Second, even if the Prisoner Complaint was timely, Mr. Handy fails to allege facts that demonstrate any Defendant other than Judge Pannell denied him a trial or other opportunity to confront his accusers and present evidence in his defense in the state court action. Mr. Handy's allegations that David Ayraud failed to ensure Mr. Handy's due process rights were upheld by neglecting to speak out about the absence of a trial or other hearing and that Cathy Beck allowed Judge Pannell to issue a ruling without affording Mr. Handy a trial or other hearing do not demonstrate either of those Defendants personally participated in the alleged denial of due process. Therefore, because allegations of "personal participation in the specific constitutional violation complained of [are] essential, " see Henry v. Storey, 658 F.3d 1235, 1241 (10th Cir. 2011), Mr. Handy's due process claims against David Ayraud and Cathy Beck are legally frivolous.
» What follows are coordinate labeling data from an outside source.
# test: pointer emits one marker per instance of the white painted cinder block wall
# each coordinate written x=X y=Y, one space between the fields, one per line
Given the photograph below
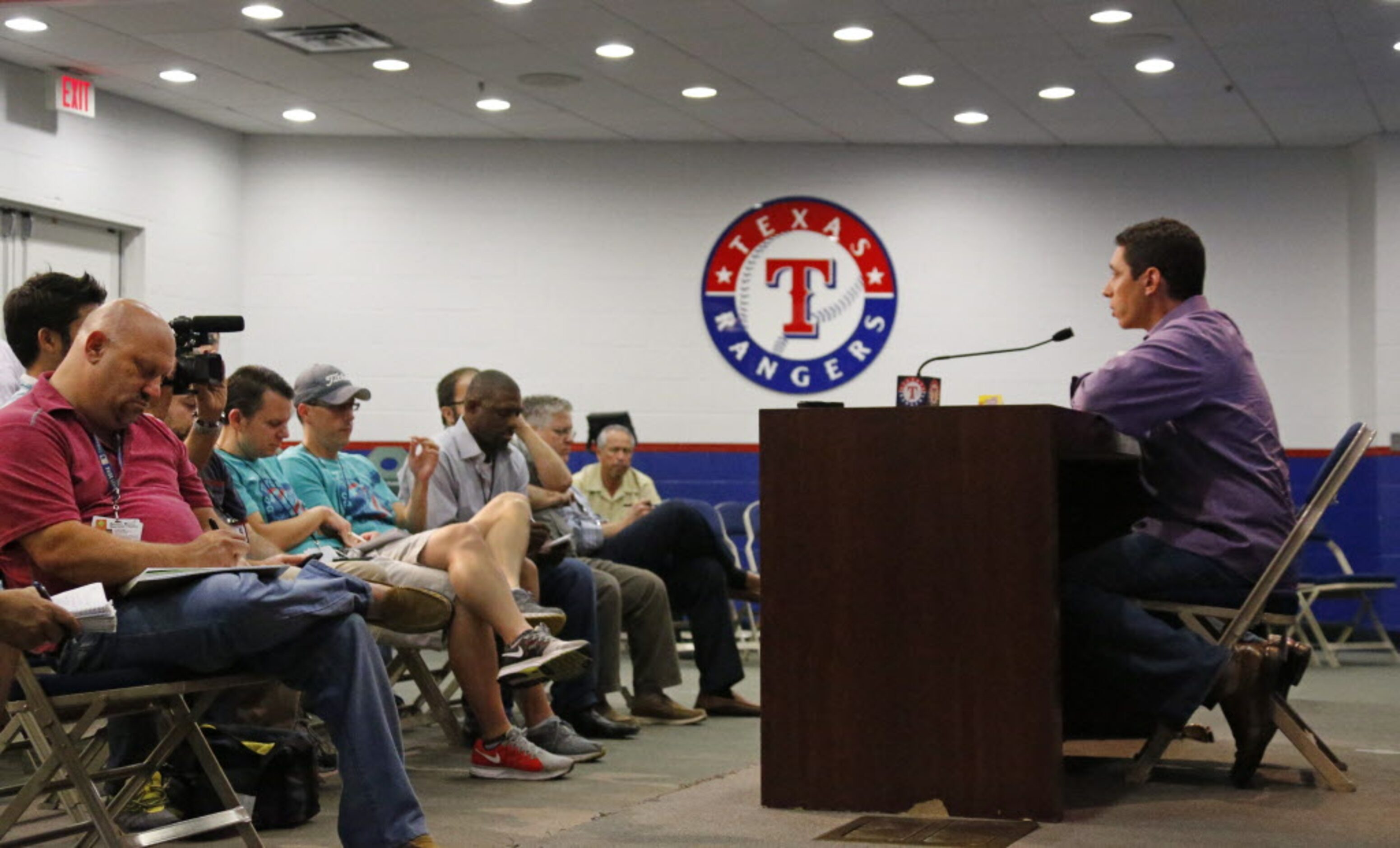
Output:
x=577 y=267
x=176 y=180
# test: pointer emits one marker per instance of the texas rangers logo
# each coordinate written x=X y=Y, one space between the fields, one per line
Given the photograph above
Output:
x=798 y=295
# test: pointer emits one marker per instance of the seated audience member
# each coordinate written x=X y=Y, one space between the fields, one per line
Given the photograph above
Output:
x=477 y=463
x=614 y=488
x=41 y=317
x=453 y=394
x=637 y=597
x=323 y=474
x=621 y=495
x=65 y=443
x=677 y=541
x=1220 y=502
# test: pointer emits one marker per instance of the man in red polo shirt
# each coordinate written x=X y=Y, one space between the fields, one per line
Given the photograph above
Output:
x=93 y=489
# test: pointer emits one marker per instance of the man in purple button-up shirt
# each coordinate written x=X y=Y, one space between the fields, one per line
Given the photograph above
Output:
x=1220 y=505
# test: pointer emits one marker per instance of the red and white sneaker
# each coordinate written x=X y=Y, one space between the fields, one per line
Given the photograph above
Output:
x=517 y=759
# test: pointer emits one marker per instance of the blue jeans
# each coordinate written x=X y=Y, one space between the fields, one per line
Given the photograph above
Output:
x=1121 y=658
x=678 y=544
x=570 y=588
x=308 y=634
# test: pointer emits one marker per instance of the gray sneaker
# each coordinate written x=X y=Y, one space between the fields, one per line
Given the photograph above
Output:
x=556 y=736
x=535 y=615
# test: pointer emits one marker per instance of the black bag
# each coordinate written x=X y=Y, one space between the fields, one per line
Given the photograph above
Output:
x=276 y=767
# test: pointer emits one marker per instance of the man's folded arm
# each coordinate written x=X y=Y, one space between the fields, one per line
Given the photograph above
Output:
x=1143 y=389
x=79 y=554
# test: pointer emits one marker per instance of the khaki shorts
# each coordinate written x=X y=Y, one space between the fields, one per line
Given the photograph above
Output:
x=405 y=550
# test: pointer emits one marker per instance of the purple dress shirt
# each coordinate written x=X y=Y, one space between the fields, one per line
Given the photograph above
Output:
x=1211 y=457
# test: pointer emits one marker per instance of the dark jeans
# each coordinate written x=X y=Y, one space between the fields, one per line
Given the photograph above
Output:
x=308 y=634
x=570 y=588
x=1122 y=661
x=677 y=543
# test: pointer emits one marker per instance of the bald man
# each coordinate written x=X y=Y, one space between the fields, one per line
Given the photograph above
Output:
x=93 y=489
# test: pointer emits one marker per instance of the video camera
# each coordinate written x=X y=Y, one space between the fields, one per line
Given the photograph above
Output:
x=194 y=368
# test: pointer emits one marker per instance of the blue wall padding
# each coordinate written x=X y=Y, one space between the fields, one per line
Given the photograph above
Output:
x=1366 y=521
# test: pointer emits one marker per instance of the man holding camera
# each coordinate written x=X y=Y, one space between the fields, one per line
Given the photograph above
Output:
x=93 y=489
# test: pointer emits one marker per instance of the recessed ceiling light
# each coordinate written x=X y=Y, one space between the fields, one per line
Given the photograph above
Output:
x=262 y=12
x=1111 y=16
x=853 y=34
x=1155 y=66
x=26 y=26
x=615 y=51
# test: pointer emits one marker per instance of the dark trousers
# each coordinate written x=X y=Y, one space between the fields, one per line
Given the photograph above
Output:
x=570 y=588
x=677 y=543
x=1125 y=662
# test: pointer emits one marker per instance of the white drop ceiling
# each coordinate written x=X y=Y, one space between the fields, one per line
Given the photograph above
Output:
x=1248 y=72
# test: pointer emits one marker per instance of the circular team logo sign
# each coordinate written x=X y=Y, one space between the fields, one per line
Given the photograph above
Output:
x=798 y=295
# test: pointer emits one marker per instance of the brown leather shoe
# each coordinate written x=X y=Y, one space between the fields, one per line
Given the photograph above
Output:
x=728 y=705
x=1249 y=705
x=408 y=610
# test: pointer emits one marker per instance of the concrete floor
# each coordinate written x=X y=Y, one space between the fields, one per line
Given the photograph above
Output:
x=700 y=787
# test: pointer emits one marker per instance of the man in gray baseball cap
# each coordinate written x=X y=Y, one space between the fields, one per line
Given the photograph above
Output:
x=327 y=386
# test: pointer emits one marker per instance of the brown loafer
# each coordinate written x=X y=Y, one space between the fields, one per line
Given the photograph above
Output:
x=1249 y=707
x=728 y=705
x=408 y=610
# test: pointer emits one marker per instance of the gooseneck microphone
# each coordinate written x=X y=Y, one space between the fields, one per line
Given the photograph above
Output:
x=1065 y=334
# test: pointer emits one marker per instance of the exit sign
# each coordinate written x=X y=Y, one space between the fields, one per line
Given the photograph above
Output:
x=73 y=94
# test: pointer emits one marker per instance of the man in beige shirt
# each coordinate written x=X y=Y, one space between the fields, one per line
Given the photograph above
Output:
x=615 y=489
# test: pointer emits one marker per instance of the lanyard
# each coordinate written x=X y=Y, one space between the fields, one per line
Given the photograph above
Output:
x=114 y=479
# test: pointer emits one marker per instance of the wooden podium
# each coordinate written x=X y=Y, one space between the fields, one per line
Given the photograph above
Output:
x=910 y=617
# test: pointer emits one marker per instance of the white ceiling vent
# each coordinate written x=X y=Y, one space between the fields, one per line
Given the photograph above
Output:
x=334 y=38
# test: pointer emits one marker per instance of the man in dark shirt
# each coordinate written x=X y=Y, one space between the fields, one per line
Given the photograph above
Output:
x=1216 y=473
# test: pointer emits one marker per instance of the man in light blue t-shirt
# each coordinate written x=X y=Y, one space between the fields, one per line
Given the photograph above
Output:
x=328 y=477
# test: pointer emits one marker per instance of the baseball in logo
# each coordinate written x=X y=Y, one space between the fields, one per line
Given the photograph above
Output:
x=798 y=295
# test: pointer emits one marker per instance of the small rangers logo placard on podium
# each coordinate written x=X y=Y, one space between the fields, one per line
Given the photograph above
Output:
x=919 y=391
x=798 y=295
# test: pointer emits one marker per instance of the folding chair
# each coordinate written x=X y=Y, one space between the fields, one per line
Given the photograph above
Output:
x=1225 y=625
x=1342 y=585
x=436 y=689
x=56 y=714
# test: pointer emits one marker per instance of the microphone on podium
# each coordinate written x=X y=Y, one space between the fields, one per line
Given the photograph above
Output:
x=916 y=390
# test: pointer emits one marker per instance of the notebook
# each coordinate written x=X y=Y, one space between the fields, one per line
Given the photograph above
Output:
x=90 y=606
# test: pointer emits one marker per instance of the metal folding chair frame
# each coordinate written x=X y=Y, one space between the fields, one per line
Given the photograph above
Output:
x=64 y=749
x=1225 y=627
x=1317 y=588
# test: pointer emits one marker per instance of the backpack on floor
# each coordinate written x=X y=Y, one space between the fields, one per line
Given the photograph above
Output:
x=275 y=767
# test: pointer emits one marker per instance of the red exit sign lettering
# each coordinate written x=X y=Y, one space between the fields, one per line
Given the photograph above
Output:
x=72 y=94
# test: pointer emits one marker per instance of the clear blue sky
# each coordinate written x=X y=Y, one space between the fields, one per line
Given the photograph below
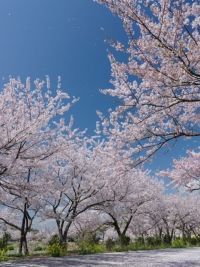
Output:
x=60 y=37
x=66 y=38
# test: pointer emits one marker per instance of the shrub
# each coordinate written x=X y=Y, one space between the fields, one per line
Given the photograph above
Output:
x=178 y=243
x=57 y=250
x=90 y=248
x=38 y=248
x=194 y=241
x=140 y=240
x=3 y=255
x=110 y=244
x=124 y=240
x=54 y=240
x=153 y=241
x=11 y=247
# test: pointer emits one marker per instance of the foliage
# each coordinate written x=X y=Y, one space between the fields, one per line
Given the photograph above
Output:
x=153 y=241
x=39 y=248
x=3 y=255
x=54 y=239
x=179 y=243
x=110 y=244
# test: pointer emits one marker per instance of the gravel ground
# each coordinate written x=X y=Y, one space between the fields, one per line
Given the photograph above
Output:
x=154 y=258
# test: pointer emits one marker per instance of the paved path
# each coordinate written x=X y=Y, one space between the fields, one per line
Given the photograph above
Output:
x=154 y=258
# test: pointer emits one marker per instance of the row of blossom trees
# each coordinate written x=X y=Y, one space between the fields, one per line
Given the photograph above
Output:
x=49 y=170
x=159 y=84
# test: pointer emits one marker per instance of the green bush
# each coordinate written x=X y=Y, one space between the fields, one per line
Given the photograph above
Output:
x=167 y=240
x=153 y=241
x=110 y=244
x=124 y=240
x=90 y=248
x=38 y=248
x=3 y=255
x=11 y=247
x=178 y=243
x=57 y=250
x=54 y=240
x=140 y=240
x=194 y=241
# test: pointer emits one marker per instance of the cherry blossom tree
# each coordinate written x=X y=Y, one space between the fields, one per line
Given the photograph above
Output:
x=132 y=195
x=186 y=171
x=159 y=84
x=19 y=205
x=81 y=179
x=30 y=133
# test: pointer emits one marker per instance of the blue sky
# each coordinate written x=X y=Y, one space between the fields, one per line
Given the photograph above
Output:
x=66 y=38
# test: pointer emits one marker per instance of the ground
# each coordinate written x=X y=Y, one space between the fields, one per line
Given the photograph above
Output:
x=154 y=258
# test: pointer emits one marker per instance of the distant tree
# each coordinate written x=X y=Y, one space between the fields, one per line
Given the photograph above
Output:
x=30 y=133
x=186 y=171
x=159 y=84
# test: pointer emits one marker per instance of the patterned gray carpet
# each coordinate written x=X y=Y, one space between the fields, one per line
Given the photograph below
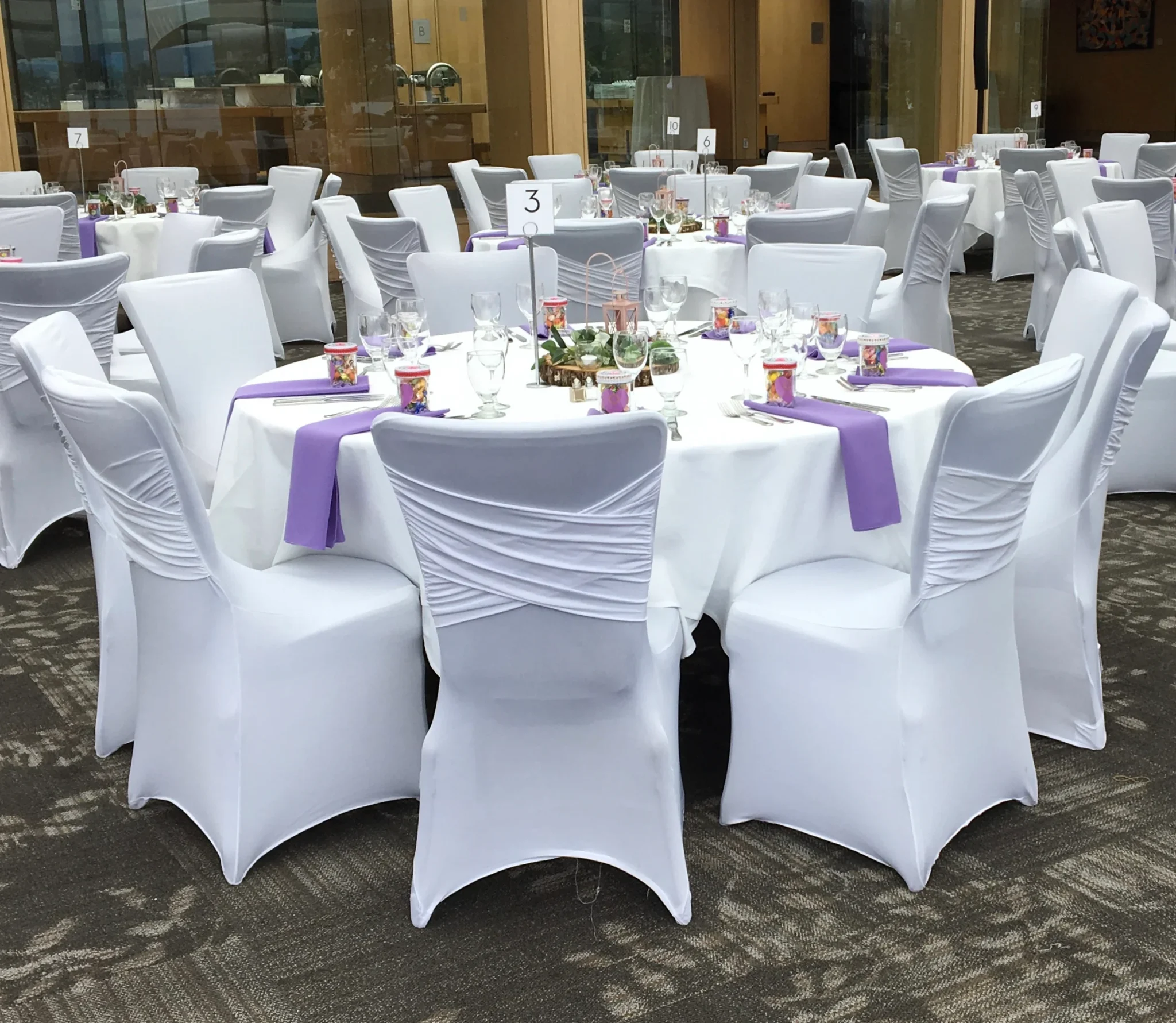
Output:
x=1059 y=913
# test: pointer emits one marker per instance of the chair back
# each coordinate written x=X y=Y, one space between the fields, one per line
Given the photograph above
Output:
x=1122 y=239
x=492 y=183
x=838 y=278
x=478 y=217
x=178 y=236
x=690 y=187
x=628 y=183
x=991 y=445
x=447 y=280
x=575 y=242
x=146 y=179
x=801 y=227
x=507 y=590
x=71 y=244
x=240 y=207
x=1123 y=147
x=361 y=293
x=34 y=232
x=295 y=191
x=20 y=183
x=1156 y=160
x=230 y=251
x=387 y=242
x=206 y=335
x=777 y=180
x=430 y=206
x=555 y=165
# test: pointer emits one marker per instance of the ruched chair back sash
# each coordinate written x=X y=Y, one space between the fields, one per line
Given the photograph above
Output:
x=991 y=445
x=493 y=182
x=387 y=244
x=577 y=242
x=240 y=207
Finally, assuming Mr. Handy can state an arguable due process claim against Judge Pannell premised on the alleged denial of a trial or other opportunity to confront his accusers and present evidence in his defense, Judge Pannell is entitled to absolute judicial immunity. Judges are absolutely immune from liability in civil rights suits for money damages for actions taken in their judicial capacity unless the judge was acting in the clear absence of all jurisdiction. See Mireles v. Waco, 502 U.S. 9, 11-12 (1991); Stump v. Sparkman, 435 U.S. 349, 356-57 (1978); Hunt v. Bennett, 17 F.3d 1263, 1266-67 (10th Cir. 1994). Mr. Handy does not allege any facts that demonstrate Judge Pannell acted outside the scope of his absolute immunity with respect to the challenged decision in Mr. Handy's state court dependency and neglect case. To the extent Mr. Handy seeks damages from Judge Pannell in his official capacity, his claim for damages is barred by the Eleventh Amendment. See Edelman v. Jordan, 415 U.S. 651, 662-67 (1974) (absent an express and unambiguous waiver or abrogation by Congress, the Eleventh Amendment bars suits for retrospective relief such as damages against states and state officials sued in their official capacities). The State of Colorado has not waived its Eleventh Amendment immunity, see Griess v. Colorado, 841 F.2d 1042, 1044-45 (10th Cir. 1988), and congressional enactment of 42 U.S.C. § 1983 did not abrogate Eleventh Amendment immunity. See Quern v. Jordan, 440 U.S. 332, 340-345 (1979).
For these reasons, the Prisoner Complaint will be dismissed. The Court also certifies pursuant to 28 U.S.C. § 1915(a)(3) that any appeal from this order would not be taken in good faith and therefore in forma pauperis status will be denied for the purpose of appeal. See Coppedge v. United States, 369 U.S. 438 (1962). If Plaintiff files a notice of appeal he also must pay the full $505 appellate filing fee or file a motion to proceed in forma pauperis in the United States Court of Appeals for the Tenth Circuit within thirty days in accordance with Fed. R. App. P. 24. Accordingly, it is
ORDERED that the Prisoner Complaint and the action are dismissed pursuant to 28 U.S.C. § 1915(e)(2)(B)(i) and (iii). It is
FURTHER ORDERED that leave to proceed in forma pauperis on appeal is denied without prejudice to the filing of a motion seeking leave to proceed in forma pauperis on appeal in the United States Court of Appeals for the Tenth Circuit.